25 The God of Blue


Jahlee was gone for two days. She came back tonight and sat at our fire, looking so human that I had to remind myself again and again that she was not. She said, "Aren't you going to ask what I want?"

"No. I know what you want, and I can't give it to you."

"Temporarily, you can."

"You don't want it temporarily. You want it permanently-something I can't provide."

"I can't provide what you want either, Calde."

"I've asked you not to call me that," I reminded her.

"All right," she said.

"As for what I want, I want to go home. That is all I want, and I'm doing it. I want to convene Marrow and the other leaders who sent me out, confess that I failed, tell them how I failed, and give them this to read. It's true, of course, that you can't help me with it; but it's equally true that I-I should say we-don't need your help. I only ask that you not hinder us. We have silver and a few cards, and our horses. We-"

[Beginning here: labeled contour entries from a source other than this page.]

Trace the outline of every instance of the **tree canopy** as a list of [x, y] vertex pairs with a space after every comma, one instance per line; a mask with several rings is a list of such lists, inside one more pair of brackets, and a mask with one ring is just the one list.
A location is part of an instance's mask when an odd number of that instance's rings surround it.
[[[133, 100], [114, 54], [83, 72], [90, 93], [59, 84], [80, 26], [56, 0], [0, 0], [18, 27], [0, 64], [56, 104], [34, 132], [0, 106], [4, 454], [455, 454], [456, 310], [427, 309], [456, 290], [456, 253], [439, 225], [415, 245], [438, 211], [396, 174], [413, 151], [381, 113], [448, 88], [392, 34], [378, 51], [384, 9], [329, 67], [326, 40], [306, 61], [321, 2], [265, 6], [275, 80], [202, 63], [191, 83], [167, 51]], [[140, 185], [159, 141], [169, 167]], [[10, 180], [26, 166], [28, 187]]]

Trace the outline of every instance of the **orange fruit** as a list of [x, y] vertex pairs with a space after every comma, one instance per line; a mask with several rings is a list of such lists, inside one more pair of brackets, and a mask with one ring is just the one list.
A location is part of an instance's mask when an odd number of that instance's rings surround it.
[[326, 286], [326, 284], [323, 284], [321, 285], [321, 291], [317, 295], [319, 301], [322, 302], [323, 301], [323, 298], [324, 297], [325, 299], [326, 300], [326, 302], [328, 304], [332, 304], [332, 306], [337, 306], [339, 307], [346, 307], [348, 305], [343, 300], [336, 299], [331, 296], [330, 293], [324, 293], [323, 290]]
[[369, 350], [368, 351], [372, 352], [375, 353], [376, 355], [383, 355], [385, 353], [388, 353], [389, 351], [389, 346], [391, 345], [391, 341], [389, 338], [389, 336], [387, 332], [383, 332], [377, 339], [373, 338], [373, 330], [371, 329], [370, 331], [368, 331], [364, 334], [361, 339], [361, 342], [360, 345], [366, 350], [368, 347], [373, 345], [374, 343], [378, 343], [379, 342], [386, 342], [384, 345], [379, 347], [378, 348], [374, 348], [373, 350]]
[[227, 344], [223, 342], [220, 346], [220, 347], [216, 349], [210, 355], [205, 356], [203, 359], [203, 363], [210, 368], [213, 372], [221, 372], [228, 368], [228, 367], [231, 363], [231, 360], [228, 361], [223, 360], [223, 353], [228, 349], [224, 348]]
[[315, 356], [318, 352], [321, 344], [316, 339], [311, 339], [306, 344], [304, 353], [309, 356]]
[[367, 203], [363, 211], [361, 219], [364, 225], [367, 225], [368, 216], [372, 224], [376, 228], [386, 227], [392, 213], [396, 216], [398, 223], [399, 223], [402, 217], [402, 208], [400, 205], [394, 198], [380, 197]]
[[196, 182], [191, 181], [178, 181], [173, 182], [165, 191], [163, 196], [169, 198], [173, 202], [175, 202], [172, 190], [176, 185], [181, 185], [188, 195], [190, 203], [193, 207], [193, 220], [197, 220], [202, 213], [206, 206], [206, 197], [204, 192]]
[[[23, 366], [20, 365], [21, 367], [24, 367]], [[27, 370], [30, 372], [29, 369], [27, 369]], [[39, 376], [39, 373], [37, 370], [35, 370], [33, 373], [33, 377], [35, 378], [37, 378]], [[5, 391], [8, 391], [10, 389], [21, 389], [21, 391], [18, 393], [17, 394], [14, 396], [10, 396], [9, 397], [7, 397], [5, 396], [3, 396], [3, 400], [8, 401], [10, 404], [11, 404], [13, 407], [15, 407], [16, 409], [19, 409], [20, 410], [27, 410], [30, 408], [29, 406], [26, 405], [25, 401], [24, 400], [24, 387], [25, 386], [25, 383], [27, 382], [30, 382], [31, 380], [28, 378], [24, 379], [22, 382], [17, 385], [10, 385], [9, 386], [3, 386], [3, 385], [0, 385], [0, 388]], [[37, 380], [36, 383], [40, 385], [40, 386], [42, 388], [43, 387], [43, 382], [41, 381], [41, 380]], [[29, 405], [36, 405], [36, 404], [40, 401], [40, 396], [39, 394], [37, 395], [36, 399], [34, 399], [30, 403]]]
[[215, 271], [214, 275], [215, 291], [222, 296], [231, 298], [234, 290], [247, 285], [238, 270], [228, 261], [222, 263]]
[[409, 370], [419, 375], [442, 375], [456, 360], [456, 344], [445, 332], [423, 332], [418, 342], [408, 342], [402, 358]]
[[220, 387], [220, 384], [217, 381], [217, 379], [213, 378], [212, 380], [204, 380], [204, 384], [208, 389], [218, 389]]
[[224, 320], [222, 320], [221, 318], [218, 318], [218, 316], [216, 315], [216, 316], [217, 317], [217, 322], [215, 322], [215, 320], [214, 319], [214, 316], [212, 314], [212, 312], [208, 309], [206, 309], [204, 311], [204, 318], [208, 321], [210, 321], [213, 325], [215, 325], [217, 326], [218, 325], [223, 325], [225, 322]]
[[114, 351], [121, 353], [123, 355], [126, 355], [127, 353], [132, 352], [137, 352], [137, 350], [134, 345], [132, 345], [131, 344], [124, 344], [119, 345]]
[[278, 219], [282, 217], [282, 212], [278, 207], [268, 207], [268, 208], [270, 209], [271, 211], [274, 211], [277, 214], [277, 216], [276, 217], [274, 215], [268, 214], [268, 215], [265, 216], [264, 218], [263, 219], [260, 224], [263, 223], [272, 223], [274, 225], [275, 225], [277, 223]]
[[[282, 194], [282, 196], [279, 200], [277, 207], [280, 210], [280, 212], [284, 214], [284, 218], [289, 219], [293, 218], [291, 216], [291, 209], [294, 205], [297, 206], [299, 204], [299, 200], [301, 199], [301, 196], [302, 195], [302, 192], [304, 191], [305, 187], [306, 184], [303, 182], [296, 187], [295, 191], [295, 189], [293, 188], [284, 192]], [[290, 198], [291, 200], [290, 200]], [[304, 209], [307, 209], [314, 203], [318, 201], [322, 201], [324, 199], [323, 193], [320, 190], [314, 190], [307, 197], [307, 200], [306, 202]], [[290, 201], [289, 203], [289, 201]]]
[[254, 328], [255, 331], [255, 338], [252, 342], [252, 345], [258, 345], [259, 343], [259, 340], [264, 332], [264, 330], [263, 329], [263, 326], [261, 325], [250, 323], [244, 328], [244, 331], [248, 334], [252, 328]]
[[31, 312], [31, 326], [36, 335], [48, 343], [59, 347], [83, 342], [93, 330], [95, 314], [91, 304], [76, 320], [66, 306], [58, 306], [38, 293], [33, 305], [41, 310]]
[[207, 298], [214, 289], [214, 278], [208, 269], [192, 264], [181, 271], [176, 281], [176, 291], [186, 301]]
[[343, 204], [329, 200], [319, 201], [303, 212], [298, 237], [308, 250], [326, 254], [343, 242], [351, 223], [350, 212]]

She interrupted me. "Horses I can't ride."

"You can't, but then you don't need to."

"I'd like to ride with you, like I did on Green when we went to see the lander. I was a bad rider, I know."

"I'm a poor rider myself, even though I've had to ride so much of late. Certainly you were a better one than I expected."

"Your son, the big one, said we couldn't be ghosts." She giggled. "Because his horses weren't afraid of us. He thought he was making a joke, remember? And I said, oh, horses don't have to be afraid of me. He liked me, he really did. He liked me better than Bala fat."

I did not reply.

"So if I could ride with you here the way I did there, you could say I was your daughter-in-law, Hide's brother's wife."

"I could. I would not."

Jahlee seemed not to have heard me. "I've got enough money to buy a horse. Money is easy for us. For me anyway. Real cards. We like cards, because they're light."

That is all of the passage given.